The stage is illuminated with constantly switching dim yellow lights connoting hope and recovery and deep, dark blue hues connoting tragedy and depression. The sound in the piece morphs between the despairing song ‘Jesus blood never failed me yet’ by Gavin Bryars and a minor pulsing beat with jarring notes and modern crackling. This creates a haunting atmosphere of mystery which develops the plot of the story from the very opening section where Errol White is seen to be protectively embracing a traumatised Davina Givan with her back turned away from him. The movementis generally slow and takes place predominantly on the floor with rolling and sweeping motions. It is also sometimes deliberately awkward, as when White and Givan seem to try to embrace but ultimately fail to.

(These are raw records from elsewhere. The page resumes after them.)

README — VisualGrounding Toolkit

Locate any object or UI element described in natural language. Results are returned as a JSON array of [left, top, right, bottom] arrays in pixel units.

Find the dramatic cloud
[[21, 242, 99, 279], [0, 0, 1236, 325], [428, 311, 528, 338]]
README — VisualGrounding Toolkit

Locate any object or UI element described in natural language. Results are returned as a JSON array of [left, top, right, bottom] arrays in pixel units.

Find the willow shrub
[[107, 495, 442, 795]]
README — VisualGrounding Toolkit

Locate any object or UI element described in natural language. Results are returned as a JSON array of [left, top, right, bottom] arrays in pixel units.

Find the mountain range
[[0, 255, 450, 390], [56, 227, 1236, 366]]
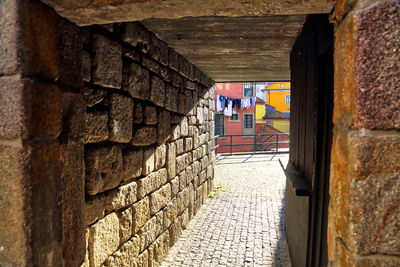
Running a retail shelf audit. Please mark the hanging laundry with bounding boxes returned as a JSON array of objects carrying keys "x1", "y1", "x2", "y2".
[
  {"x1": 241, "y1": 98, "x2": 251, "y2": 109},
  {"x1": 224, "y1": 97, "x2": 232, "y2": 108},
  {"x1": 224, "y1": 98, "x2": 233, "y2": 117},
  {"x1": 216, "y1": 95, "x2": 225, "y2": 112}
]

Themes of bad mental health and depression are furthered when the soundtrack switches to speech where a man describes the embarrassment associated with depression. The monologue is used to show the historical beliefs and views about mental health, in depression in particular, and how times have changed since then for the better. White and Givan portray this change in attitude through the use of levelling and contrast in the piece, while ultimately showing that depression is difficult to recover from and recurring. When Givan repeatedly twists and turns on the floor, it demonstrates someone struggling with depression, the downward movement linking to decreasing mental health.

Overall, Worn has multiple different layers, all explored beautifully by White and Givan’s intricate dancing. The piece is very effective and clearly displays a story to the audience while allowing each person to have a different interpretation of the meaning behind the haunting movements.

Katie Crabb is a current member of Fusion Youth Dance Company and past member of Pulse at Citymoves.